When troubleshooting this error, it can be very helpful to obtain the groups that are configured for the monitor that raised the alert, so that one or more groups could be investigated for the alerts permission. One way to obtain the group IDs for a monitor is to use the Browser DevTools window to display more information about the monitor.

  1. Navigate to the Monitors page and open the DevTools window.
  2. Select the monitor that triggered the alert. You should see a Name with the same Monitor ID value in the DevTools left frame of the Network tab.
  3. Select the monitor ID name element, then click Preview. The right pane updates with information about the resource. Click to expand the groupIds property.

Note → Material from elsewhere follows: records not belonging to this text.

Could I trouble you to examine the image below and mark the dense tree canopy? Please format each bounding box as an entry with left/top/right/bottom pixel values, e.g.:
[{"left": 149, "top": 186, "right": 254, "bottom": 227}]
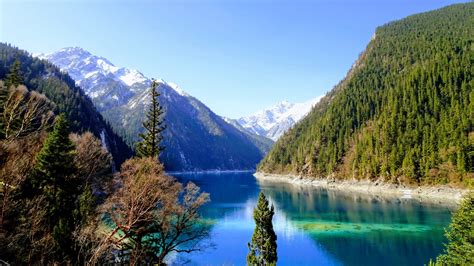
[{"left": 259, "top": 3, "right": 474, "bottom": 186}]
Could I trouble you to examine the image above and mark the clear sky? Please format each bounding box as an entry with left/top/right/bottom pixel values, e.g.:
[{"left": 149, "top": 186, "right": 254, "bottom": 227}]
[{"left": 0, "top": 0, "right": 466, "bottom": 118}]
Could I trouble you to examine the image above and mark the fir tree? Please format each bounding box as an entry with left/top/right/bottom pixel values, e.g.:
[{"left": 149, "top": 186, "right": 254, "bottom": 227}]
[
  {"left": 6, "top": 59, "right": 23, "bottom": 88},
  {"left": 430, "top": 193, "right": 474, "bottom": 265},
  {"left": 247, "top": 192, "right": 278, "bottom": 265},
  {"left": 0, "top": 81, "right": 8, "bottom": 140},
  {"left": 136, "top": 80, "right": 164, "bottom": 158},
  {"left": 31, "top": 115, "right": 79, "bottom": 259}
]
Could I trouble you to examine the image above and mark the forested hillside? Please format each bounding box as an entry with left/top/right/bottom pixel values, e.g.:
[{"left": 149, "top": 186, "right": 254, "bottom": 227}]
[
  {"left": 259, "top": 3, "right": 474, "bottom": 186},
  {"left": 0, "top": 43, "right": 132, "bottom": 165}
]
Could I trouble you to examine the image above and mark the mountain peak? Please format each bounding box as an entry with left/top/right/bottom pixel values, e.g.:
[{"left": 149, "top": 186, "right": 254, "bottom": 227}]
[{"left": 237, "top": 97, "right": 321, "bottom": 141}]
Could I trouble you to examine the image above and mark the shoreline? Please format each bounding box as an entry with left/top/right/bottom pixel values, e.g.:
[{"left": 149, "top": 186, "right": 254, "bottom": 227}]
[
  {"left": 166, "top": 169, "right": 255, "bottom": 175},
  {"left": 254, "top": 172, "right": 469, "bottom": 204}
]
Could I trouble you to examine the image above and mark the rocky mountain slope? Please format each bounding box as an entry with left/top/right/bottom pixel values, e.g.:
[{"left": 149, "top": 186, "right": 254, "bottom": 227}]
[
  {"left": 0, "top": 43, "right": 132, "bottom": 166},
  {"left": 259, "top": 3, "right": 474, "bottom": 187},
  {"left": 235, "top": 97, "right": 321, "bottom": 141}
]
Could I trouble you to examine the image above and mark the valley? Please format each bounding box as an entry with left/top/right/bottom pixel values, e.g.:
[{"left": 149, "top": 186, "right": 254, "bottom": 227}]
[{"left": 0, "top": 0, "right": 474, "bottom": 266}]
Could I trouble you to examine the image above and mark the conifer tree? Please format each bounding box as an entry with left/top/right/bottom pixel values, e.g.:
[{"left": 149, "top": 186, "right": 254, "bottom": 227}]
[
  {"left": 136, "top": 80, "right": 164, "bottom": 158},
  {"left": 430, "top": 192, "right": 474, "bottom": 265},
  {"left": 6, "top": 59, "right": 23, "bottom": 88},
  {"left": 31, "top": 115, "right": 79, "bottom": 259},
  {"left": 247, "top": 192, "right": 278, "bottom": 265}
]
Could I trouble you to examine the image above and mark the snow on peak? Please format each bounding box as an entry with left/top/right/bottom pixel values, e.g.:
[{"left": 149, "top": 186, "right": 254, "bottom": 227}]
[
  {"left": 237, "top": 96, "right": 322, "bottom": 141},
  {"left": 38, "top": 47, "right": 148, "bottom": 87}
]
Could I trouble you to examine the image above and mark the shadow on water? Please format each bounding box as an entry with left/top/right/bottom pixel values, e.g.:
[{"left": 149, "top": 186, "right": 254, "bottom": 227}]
[
  {"left": 258, "top": 180, "right": 453, "bottom": 265},
  {"left": 172, "top": 173, "right": 452, "bottom": 265}
]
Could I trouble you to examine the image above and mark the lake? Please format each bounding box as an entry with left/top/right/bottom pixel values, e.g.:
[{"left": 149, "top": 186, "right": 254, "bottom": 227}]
[{"left": 173, "top": 172, "right": 453, "bottom": 266}]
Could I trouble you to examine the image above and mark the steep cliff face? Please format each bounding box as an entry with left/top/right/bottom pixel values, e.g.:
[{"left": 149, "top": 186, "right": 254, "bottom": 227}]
[
  {"left": 0, "top": 43, "right": 132, "bottom": 166},
  {"left": 38, "top": 47, "right": 272, "bottom": 171}
]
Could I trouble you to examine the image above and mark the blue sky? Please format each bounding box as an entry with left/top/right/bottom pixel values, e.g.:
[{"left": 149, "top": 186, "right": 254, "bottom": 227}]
[{"left": 0, "top": 0, "right": 465, "bottom": 118}]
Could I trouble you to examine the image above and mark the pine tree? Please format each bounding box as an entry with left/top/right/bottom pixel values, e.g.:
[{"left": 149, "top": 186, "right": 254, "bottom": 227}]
[
  {"left": 31, "top": 115, "right": 79, "bottom": 259},
  {"left": 247, "top": 192, "right": 278, "bottom": 265},
  {"left": 436, "top": 193, "right": 474, "bottom": 265},
  {"left": 0, "top": 81, "right": 8, "bottom": 140},
  {"left": 136, "top": 80, "right": 164, "bottom": 158},
  {"left": 6, "top": 59, "right": 23, "bottom": 88}
]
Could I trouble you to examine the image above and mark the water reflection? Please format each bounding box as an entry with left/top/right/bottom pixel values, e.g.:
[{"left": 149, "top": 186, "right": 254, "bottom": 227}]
[{"left": 173, "top": 173, "right": 451, "bottom": 265}]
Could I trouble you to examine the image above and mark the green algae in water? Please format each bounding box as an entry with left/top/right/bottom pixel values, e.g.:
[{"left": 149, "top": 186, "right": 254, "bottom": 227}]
[{"left": 293, "top": 221, "right": 433, "bottom": 235}]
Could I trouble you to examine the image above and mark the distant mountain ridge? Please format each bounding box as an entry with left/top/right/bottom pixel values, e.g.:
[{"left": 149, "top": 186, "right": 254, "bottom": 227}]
[
  {"left": 235, "top": 96, "right": 322, "bottom": 141},
  {"left": 37, "top": 47, "right": 272, "bottom": 171},
  {"left": 259, "top": 2, "right": 474, "bottom": 188}
]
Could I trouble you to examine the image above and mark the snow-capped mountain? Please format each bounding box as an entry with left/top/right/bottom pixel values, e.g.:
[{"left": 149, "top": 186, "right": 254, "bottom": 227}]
[
  {"left": 236, "top": 96, "right": 322, "bottom": 141},
  {"left": 37, "top": 47, "right": 272, "bottom": 171}
]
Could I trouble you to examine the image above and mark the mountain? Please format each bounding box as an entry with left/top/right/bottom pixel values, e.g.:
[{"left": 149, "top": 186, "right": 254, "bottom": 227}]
[
  {"left": 236, "top": 97, "right": 321, "bottom": 141},
  {"left": 0, "top": 43, "right": 132, "bottom": 166},
  {"left": 38, "top": 47, "right": 272, "bottom": 171},
  {"left": 258, "top": 3, "right": 474, "bottom": 187}
]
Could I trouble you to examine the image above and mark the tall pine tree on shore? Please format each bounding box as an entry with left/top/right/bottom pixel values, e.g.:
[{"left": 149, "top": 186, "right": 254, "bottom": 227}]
[
  {"left": 136, "top": 79, "right": 164, "bottom": 159},
  {"left": 247, "top": 192, "right": 278, "bottom": 265},
  {"left": 429, "top": 192, "right": 474, "bottom": 266},
  {"left": 31, "top": 115, "right": 80, "bottom": 260}
]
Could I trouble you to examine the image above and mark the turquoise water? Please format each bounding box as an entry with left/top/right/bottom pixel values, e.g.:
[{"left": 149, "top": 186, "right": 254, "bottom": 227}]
[{"left": 173, "top": 173, "right": 453, "bottom": 266}]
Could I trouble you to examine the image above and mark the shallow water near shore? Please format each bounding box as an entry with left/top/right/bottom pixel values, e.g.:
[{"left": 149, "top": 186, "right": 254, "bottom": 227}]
[{"left": 173, "top": 172, "right": 453, "bottom": 265}]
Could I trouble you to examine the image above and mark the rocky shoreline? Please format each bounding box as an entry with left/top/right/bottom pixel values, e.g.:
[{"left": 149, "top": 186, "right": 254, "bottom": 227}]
[{"left": 254, "top": 172, "right": 469, "bottom": 203}]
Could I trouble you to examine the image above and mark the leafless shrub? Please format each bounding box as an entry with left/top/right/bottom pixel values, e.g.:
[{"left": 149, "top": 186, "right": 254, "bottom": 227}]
[{"left": 91, "top": 158, "right": 209, "bottom": 265}]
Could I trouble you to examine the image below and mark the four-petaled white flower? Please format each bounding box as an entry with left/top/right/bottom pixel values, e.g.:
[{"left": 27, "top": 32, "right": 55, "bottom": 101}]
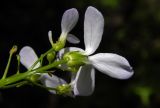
[
  {"left": 59, "top": 6, "right": 133, "bottom": 96},
  {"left": 20, "top": 6, "right": 133, "bottom": 96}
]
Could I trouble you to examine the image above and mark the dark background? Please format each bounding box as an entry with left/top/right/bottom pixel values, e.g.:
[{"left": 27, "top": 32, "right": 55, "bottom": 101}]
[{"left": 0, "top": 0, "right": 160, "bottom": 108}]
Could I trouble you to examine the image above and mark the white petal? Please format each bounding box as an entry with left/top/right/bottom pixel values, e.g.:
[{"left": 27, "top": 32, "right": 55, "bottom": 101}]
[
  {"left": 61, "top": 8, "right": 79, "bottom": 33},
  {"left": 58, "top": 47, "right": 84, "bottom": 58},
  {"left": 84, "top": 6, "right": 104, "bottom": 55},
  {"left": 89, "top": 53, "right": 133, "bottom": 79},
  {"left": 48, "top": 31, "right": 53, "bottom": 45},
  {"left": 40, "top": 73, "right": 66, "bottom": 94},
  {"left": 67, "top": 34, "right": 80, "bottom": 44},
  {"left": 72, "top": 65, "right": 95, "bottom": 96},
  {"left": 19, "top": 46, "right": 40, "bottom": 69}
]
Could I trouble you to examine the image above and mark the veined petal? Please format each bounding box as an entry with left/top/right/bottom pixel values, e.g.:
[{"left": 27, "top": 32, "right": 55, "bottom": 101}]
[
  {"left": 40, "top": 73, "right": 66, "bottom": 94},
  {"left": 19, "top": 46, "right": 40, "bottom": 69},
  {"left": 72, "top": 65, "right": 95, "bottom": 96},
  {"left": 67, "top": 34, "right": 80, "bottom": 44},
  {"left": 84, "top": 6, "right": 104, "bottom": 55},
  {"left": 89, "top": 53, "right": 133, "bottom": 79},
  {"left": 58, "top": 47, "right": 84, "bottom": 58},
  {"left": 61, "top": 8, "right": 79, "bottom": 33},
  {"left": 48, "top": 31, "right": 53, "bottom": 45}
]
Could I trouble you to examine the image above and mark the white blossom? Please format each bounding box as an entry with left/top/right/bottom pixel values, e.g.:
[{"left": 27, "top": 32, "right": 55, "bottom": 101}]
[{"left": 59, "top": 6, "right": 133, "bottom": 96}]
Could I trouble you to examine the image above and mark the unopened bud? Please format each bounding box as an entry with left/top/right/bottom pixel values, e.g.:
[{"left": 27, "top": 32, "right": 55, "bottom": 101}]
[
  {"left": 9, "top": 45, "right": 18, "bottom": 54},
  {"left": 47, "top": 52, "right": 56, "bottom": 63}
]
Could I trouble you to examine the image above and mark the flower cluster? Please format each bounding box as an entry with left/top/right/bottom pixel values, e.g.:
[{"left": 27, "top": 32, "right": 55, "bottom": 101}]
[{"left": 0, "top": 6, "right": 134, "bottom": 97}]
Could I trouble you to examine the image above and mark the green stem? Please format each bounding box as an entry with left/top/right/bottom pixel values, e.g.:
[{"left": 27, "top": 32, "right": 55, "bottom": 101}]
[
  {"left": 2, "top": 53, "right": 13, "bottom": 80},
  {"left": 29, "top": 48, "right": 54, "bottom": 70},
  {"left": 1, "top": 81, "right": 28, "bottom": 89},
  {"left": 0, "top": 60, "right": 65, "bottom": 88}
]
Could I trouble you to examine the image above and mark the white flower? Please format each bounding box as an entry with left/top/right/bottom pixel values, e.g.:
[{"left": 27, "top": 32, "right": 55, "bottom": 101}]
[
  {"left": 48, "top": 8, "right": 79, "bottom": 45},
  {"left": 19, "top": 46, "right": 66, "bottom": 94},
  {"left": 60, "top": 6, "right": 133, "bottom": 96}
]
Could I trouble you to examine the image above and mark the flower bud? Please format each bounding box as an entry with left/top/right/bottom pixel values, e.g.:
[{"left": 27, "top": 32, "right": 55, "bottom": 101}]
[
  {"left": 47, "top": 52, "right": 56, "bottom": 63},
  {"left": 9, "top": 45, "right": 18, "bottom": 54},
  {"left": 63, "top": 51, "right": 88, "bottom": 67}
]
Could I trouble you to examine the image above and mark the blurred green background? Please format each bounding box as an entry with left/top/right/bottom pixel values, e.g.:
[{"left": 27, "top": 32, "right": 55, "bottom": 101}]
[{"left": 0, "top": 0, "right": 160, "bottom": 108}]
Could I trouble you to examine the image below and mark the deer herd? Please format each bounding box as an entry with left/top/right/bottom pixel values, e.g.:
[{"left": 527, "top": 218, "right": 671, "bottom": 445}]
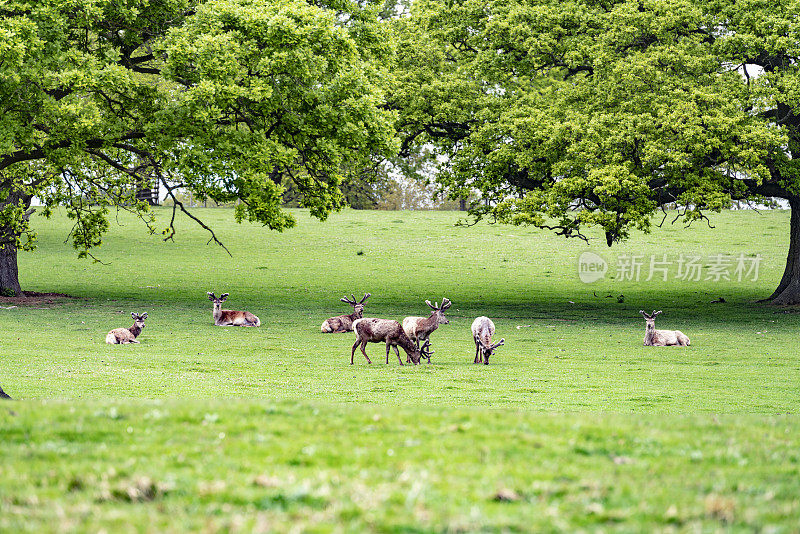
[{"left": 106, "top": 292, "right": 690, "bottom": 365}]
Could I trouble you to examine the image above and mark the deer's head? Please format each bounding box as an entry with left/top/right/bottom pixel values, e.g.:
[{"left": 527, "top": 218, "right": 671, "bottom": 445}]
[
  {"left": 425, "top": 298, "right": 453, "bottom": 324},
  {"left": 131, "top": 312, "right": 147, "bottom": 328},
  {"left": 208, "top": 293, "right": 230, "bottom": 309},
  {"left": 339, "top": 293, "right": 372, "bottom": 317},
  {"left": 639, "top": 310, "right": 661, "bottom": 330}
]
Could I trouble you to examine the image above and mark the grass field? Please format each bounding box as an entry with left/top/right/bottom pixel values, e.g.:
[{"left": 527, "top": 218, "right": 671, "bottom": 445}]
[{"left": 0, "top": 209, "right": 800, "bottom": 532}]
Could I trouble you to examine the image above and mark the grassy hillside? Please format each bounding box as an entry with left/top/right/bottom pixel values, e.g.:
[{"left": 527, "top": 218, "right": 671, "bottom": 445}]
[{"left": 0, "top": 209, "right": 800, "bottom": 532}]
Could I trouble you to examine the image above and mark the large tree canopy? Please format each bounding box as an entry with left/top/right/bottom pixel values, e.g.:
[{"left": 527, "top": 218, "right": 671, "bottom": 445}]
[
  {"left": 391, "top": 0, "right": 800, "bottom": 303},
  {"left": 0, "top": 0, "right": 394, "bottom": 291}
]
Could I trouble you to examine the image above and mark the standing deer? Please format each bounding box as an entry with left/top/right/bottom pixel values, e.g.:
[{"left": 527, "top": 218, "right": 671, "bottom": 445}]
[
  {"left": 639, "top": 310, "right": 690, "bottom": 347},
  {"left": 472, "top": 316, "right": 506, "bottom": 365},
  {"left": 106, "top": 312, "right": 147, "bottom": 345},
  {"left": 208, "top": 293, "right": 261, "bottom": 326},
  {"left": 403, "top": 298, "right": 453, "bottom": 363},
  {"left": 350, "top": 317, "right": 422, "bottom": 365},
  {"left": 321, "top": 293, "right": 372, "bottom": 334}
]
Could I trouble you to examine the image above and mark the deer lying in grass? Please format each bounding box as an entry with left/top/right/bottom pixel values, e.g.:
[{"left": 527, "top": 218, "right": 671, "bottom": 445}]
[
  {"left": 106, "top": 312, "right": 147, "bottom": 345},
  {"left": 350, "top": 317, "right": 422, "bottom": 365},
  {"left": 639, "top": 310, "right": 690, "bottom": 347},
  {"left": 321, "top": 293, "right": 371, "bottom": 334},
  {"left": 472, "top": 317, "right": 506, "bottom": 365},
  {"left": 403, "top": 298, "right": 453, "bottom": 363},
  {"left": 208, "top": 293, "right": 261, "bottom": 326}
]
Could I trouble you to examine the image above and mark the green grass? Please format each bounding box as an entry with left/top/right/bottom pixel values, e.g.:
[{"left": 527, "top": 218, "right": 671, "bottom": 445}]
[{"left": 0, "top": 209, "right": 800, "bottom": 532}]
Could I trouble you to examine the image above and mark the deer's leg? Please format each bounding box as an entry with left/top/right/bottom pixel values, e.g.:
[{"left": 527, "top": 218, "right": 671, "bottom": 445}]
[{"left": 361, "top": 339, "right": 372, "bottom": 363}]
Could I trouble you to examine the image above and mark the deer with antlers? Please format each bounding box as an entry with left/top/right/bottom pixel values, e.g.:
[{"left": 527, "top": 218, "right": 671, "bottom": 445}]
[
  {"left": 403, "top": 298, "right": 453, "bottom": 363},
  {"left": 321, "top": 293, "right": 371, "bottom": 334},
  {"left": 472, "top": 316, "right": 506, "bottom": 365},
  {"left": 350, "top": 317, "right": 422, "bottom": 365},
  {"left": 639, "top": 310, "right": 690, "bottom": 347},
  {"left": 208, "top": 293, "right": 261, "bottom": 326}
]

In the example above, groupIds is set to default, which is common for monitors created by the root user, especially during the ChaosSearch trial phase. During the production transition, the default group is usually updated to have a smaller set of basic permissions for new users who are not otherwise assigned to groups. Each site administrator typically creates new groups for the production environment to specify the various levels of user access that are needed. The resolution for this problem is to update and save the monitor while logged in as a user who has proper group assignments with the full complement of permissions so that the monitor can run successfully. As an alternative, if the current user is the person who must manage the monitors, the solution is to ensure that the monitor administrator has the correct group assignments to fully manage and run monitors.

Sometimes the groupIds assigned to a monitor are a sequence of one or more internal group IDs for the user who last saved the monitor. In this case, if a monitor sends Authorization alerts, a group is missing the alerts permission, or the user might not be assigned to the correct groups needed for the monitor to run. The group IDs list can provide the ChaosSearch Customer Success team member with information needed to diagnose the root cause of the authorization alert.